CLubbeR is an automated cluster load balancing system designed specifically to facilitate and accelerate common computational biology experimental workflows and used in conjunction with existing methods or scripts to efficiently process large-scale datasets. The method was developed by Maximillian Miller (BrombergLabRutgers University and Rostlab @ Technical University of Munich).

If you find CLubbeR useful please cite:

Miller, Maximilian, Chengsheng Zhu, and Yana Bromberg. "clubber: removing the bioinformatics bottleneck in big data analyses." Journal of integrative bioinformatics 14.2 (2017).

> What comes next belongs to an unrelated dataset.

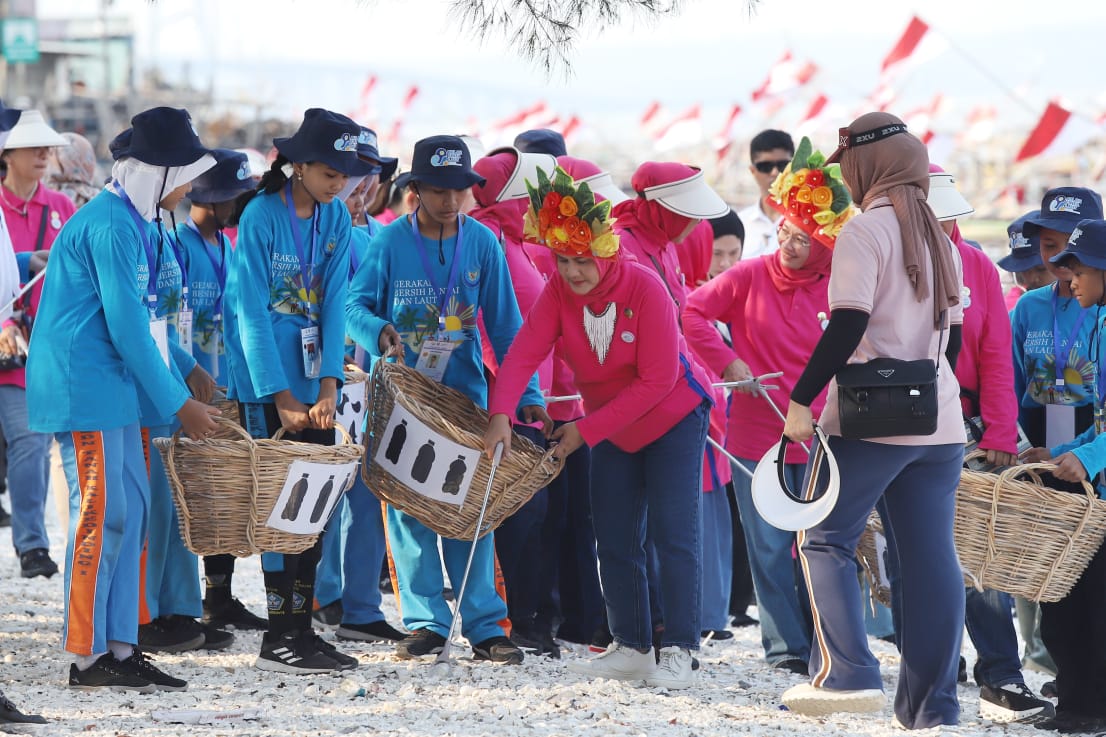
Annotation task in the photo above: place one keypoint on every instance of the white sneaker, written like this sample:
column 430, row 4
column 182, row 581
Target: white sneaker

GIT repository containing all sources

Docker container for clubber in the Docker Store

The fastest and easiest way to use clubber is to simply run the bromberglab/clubber:latest docker image from within docker. Which will be automatically retrieved from the docker cloud if not available locally:

docker run -d -p 80:80 bromberglab/clubber:latest

CLubbeR's plug-and-play framework encourages re-use of existing solutions for bioinformatics problems. CLubbeR’s goals are to reduce computation times and to facilitate use of cluster computing. The first goal is achieved by automating the balance of parallel submissions across available high performance computing (HPC) resources. Notably, the latter can be added on demand, including cloud-based resources, and/or featuring heterogeneous environments. The second goal of making HPCs user-friendly is facilitated by an interactive web interface and a RESTful API allowing for job monitoring and result retrieval. We used CLubbeR to speed up our pipeline for annotating molecular functionality of metagenomes. We analyzed the Deepwater Horizon oil-spill study data to quantitatively show that that the beach sands have not yet entirely recovered. Further, our analysis of the CAMI-challenge data revealed that microbiome taxonomic shifts do not necessarily correlate with functional shifts. These examples (21 metagenomes processed in 172 minutes) clearly illustrate the importance of clubber in the everyday computational biology environment.